Take & read: New books in New Testament
Can we read scripture critically and theologically at the same time?
Modern biblical interpretation has been dominated by historical-critical methods and has been wary of allowing contemporary questions of meaning to influence the interpretive task. But some of the best new books in the field attempt to use the tools of historical analysis in conjunction with other disciplines, such as science, philosophies of personhood, theology, gender studies, and Christian ethics.
In The Emergence of Sin: The Cosmic Tyrant in Romans (Oxford University Press), Matthew Croasmun reflects upon how Paul’s language of sin shifts in Romans 5–8 from “sins” to something cosmic and active, something that seems to have its own agency. In these chapters, Sin (which Croasmun renders as a proper noun) enslaves, imprisons, deceives, kills, and exercises dominion over its subjects. Is Paul simply speaking hyperbolically when he personifies sin? Many regard Paul’s language of cosmic powers acting upon individuals as contradicting our modern view of humans as individuals who have their own agency and are responsible for their own actions. Or does Paul think of Sin as an actual person, capable of acting upon other persons?

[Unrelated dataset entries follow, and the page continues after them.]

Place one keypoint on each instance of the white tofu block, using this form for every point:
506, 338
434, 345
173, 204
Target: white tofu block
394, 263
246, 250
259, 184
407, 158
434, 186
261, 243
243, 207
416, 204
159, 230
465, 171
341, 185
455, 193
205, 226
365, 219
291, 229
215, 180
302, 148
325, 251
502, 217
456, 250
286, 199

Croasmun believes Romans 5–8 portrays Sin as an emergent power: a “superorganism with a group mind emergent from a complex network of individual human persons.” In other words, Sin emerges out of sinning individuals and institutions, at which point it can exert further influence back upon these individuals and institutions. Sin in Paul functions in a multilevel manner that relates the individual, the cosmic, and the social. Croasmun’s multilevel analysis of sin—as personal, mythological, and structural—has further implications for how interpreters understand Paul’s language of “the body of Christ” (Rom. 12:1–8) and “the mind of Christ” (1 Cor. 2:16).